Le chapitre 10 de Luc présente un curieux épisode.

Jésus envoie 72 disciples « deux par deux, dans toutes les villes et tous les villages où lui-même devait se rendre ».

Faisons un peu de mathématiques : 72 /2 = 36… la mission est universelle !

Or, après avoir donné une série de recommandations, on s’attend à ce que le texte nous relate cet envoi. Qu’ont fait les disciples ? Si nous le savions, nous pourrions copier… Or, le texte opère un surprenant raccourci : « Les disciples revinrent » !

Les 72 revinrent dans la joie, disant: « Seigneur, même les démons nous étaient soumis en ton nom »

On apprend plusieurs choses très intéressantes, dans cette petite phrase, pour qui veut nourrir une spiritualité missionnaire :

petite main avec le doigt pointé vers le texte qui suitLes disciples reviennent « dans la joie ». Le monde n’épuise pas les missionnaires. Il les met parfois à mort mais c’est autre chose. On parlera alors du « don du martyre ». En attendant, le monde rend les missionnaires joyeux. Quand la mission nous épuise, c’est qu’il y a un problème de posture. Nous nous tenons sur nos propres forces au lieu de nous appuyer sur l’élan missionnaire qui vient du Christ !

A leur retour, les 72 ne racontent pas ce qu’ils ont fait mais ce qu’ils ont vu. L’activité missionnaire ne relève pas du « faire » mais du « voir ». C’est une question de contemplation !

« Le monde n’épuise pas les missionnaires.
Le monde rend les missionnaires joyeux ! »

De toutes façons, nous savons bien ce qu’ils on fait : ils ont imité leur maître Jésus. « Les sourds entendent, les aveugles voient, les lépreux sont purifiés, les boiteux marchent, les morts ressuscitent et la Bonne nouvelle est annoncée aux pauvres » a-t-il fait dire aux envoyés de Jean-Baptiste. Tel est son programme et il y a fort à parier que ses disciples ont fait de même.

J’aime à les imaginer de retour de mission, réunis autour de Jésus et se disant, tout émerveillés : « ça marche ! » Pierre qui déclare : « J’ai raconté une parabole. Je ne me souvenais plus des détails alors j’ai inventé un peu. Mais les gens ont compris. Formidable ! » Et Jean prend alors la parole pour dire : « Eh bien moi, j’ai guéri un lépreux.
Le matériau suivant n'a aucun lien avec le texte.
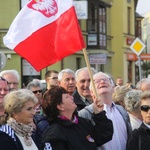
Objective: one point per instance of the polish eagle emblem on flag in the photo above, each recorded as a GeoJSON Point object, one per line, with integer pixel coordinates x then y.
{"type": "Point", "coordinates": [47, 7]}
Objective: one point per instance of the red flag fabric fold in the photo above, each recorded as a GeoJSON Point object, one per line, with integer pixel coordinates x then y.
{"type": "Point", "coordinates": [45, 37]}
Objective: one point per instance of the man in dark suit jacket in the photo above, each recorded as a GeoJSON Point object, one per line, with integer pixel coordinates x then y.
{"type": "Point", "coordinates": [82, 95]}
{"type": "Point", "coordinates": [122, 128]}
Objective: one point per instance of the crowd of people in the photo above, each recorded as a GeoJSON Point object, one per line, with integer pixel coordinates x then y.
{"type": "Point", "coordinates": [74, 113]}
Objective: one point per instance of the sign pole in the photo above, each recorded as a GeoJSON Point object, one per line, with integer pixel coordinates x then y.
{"type": "Point", "coordinates": [137, 47]}
{"type": "Point", "coordinates": [140, 70]}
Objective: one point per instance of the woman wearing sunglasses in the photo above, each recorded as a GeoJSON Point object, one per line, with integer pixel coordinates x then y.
{"type": "Point", "coordinates": [67, 131]}
{"type": "Point", "coordinates": [140, 138]}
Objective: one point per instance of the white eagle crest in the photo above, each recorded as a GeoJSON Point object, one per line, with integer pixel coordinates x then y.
{"type": "Point", "coordinates": [48, 5]}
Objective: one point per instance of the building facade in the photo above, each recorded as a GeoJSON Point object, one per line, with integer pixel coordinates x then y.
{"type": "Point", "coordinates": [109, 30]}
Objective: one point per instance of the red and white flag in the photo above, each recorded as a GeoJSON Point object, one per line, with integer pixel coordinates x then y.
{"type": "Point", "coordinates": [44, 32]}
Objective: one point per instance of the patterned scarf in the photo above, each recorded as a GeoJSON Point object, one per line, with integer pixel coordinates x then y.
{"type": "Point", "coordinates": [22, 130]}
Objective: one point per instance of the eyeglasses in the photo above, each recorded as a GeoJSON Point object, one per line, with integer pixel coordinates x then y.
{"type": "Point", "coordinates": [35, 92]}
{"type": "Point", "coordinates": [55, 78]}
{"type": "Point", "coordinates": [3, 79]}
{"type": "Point", "coordinates": [104, 79]}
{"type": "Point", "coordinates": [14, 83]}
{"type": "Point", "coordinates": [145, 108]}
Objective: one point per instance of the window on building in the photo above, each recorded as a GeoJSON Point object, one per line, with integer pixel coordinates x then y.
{"type": "Point", "coordinates": [96, 26]}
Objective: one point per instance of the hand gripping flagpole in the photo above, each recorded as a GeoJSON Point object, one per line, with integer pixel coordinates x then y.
{"type": "Point", "coordinates": [89, 70]}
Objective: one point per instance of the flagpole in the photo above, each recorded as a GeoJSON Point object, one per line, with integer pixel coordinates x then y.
{"type": "Point", "coordinates": [89, 70]}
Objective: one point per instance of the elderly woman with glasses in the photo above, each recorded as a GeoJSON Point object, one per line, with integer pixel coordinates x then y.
{"type": "Point", "coordinates": [67, 131]}
{"type": "Point", "coordinates": [139, 139]}
{"type": "Point", "coordinates": [16, 131]}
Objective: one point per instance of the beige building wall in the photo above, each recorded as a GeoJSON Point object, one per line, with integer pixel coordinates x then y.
{"type": "Point", "coordinates": [119, 25]}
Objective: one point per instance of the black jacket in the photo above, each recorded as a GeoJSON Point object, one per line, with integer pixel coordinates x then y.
{"type": "Point", "coordinates": [9, 140]}
{"type": "Point", "coordinates": [65, 135]}
{"type": "Point", "coordinates": [133, 140]}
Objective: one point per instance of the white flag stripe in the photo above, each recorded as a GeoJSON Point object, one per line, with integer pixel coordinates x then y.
{"type": "Point", "coordinates": [18, 32]}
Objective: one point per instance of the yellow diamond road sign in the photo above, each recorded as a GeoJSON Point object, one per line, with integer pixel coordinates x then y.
{"type": "Point", "coordinates": [137, 46]}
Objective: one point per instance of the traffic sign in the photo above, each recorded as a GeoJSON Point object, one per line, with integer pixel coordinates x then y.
{"type": "Point", "coordinates": [137, 46]}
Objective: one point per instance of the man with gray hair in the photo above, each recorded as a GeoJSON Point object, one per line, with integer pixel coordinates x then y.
{"type": "Point", "coordinates": [105, 87]}
{"type": "Point", "coordinates": [82, 95]}
{"type": "Point", "coordinates": [66, 79]}
{"type": "Point", "coordinates": [143, 84]}
{"type": "Point", "coordinates": [13, 77]}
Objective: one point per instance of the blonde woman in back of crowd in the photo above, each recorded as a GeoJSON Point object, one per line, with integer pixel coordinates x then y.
{"type": "Point", "coordinates": [16, 131]}
{"type": "Point", "coordinates": [132, 105]}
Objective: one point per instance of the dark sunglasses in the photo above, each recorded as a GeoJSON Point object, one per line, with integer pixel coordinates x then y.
{"type": "Point", "coordinates": [35, 92]}
{"type": "Point", "coordinates": [3, 79]}
{"type": "Point", "coordinates": [145, 108]}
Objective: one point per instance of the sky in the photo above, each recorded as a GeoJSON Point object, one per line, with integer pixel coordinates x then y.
{"type": "Point", "coordinates": [143, 6]}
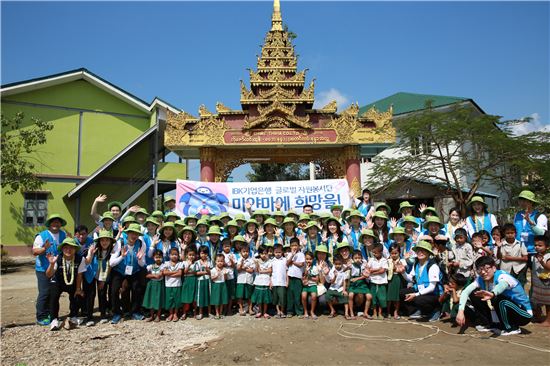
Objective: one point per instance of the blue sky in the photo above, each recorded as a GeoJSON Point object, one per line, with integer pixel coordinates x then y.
{"type": "Point", "coordinates": [189, 53]}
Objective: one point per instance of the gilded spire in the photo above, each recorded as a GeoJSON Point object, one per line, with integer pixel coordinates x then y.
{"type": "Point", "coordinates": [276, 18]}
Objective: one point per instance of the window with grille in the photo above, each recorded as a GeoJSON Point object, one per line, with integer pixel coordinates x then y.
{"type": "Point", "coordinates": [35, 208]}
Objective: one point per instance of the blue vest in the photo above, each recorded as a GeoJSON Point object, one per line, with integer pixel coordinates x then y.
{"type": "Point", "coordinates": [526, 230]}
{"type": "Point", "coordinates": [42, 262]}
{"type": "Point", "coordinates": [516, 294]}
{"type": "Point", "coordinates": [166, 255]}
{"type": "Point", "coordinates": [130, 259]}
{"type": "Point", "coordinates": [423, 278]}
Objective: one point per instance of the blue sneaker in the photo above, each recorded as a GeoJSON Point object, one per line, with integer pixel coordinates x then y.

J’avais un peur de la contagion en le touchant mais je l’ai fait et ça a marché ! » Bref, ils seraient légitimement fondés à se raconter leurs « exploits ». Eh bien non ! Ils ne racontent pas ce qu’ils ont fait, mais ce qu’ils ont vu !

Leur regard est situé : « Seigneur, même les démons nous étaient soumis en ton nom ». Cette expression peut nous surprendre, nous qui ne sommes plus de cette culture antique-là. Néanmoins, elle nous révèle que le regard des disciples est post-pascal. Il est situé après Pâques : Le Christ est ressuscité des morts. Le mal a été mis à mal, la mort a été mise à mort et c’est de cela dont les 72 sont témoins. C’est donc cela qu’ils rapportent et qu’ils déposent au pied de Jésus lorqu’ils sont réunis autour de lui (une image de l’eucharistie)!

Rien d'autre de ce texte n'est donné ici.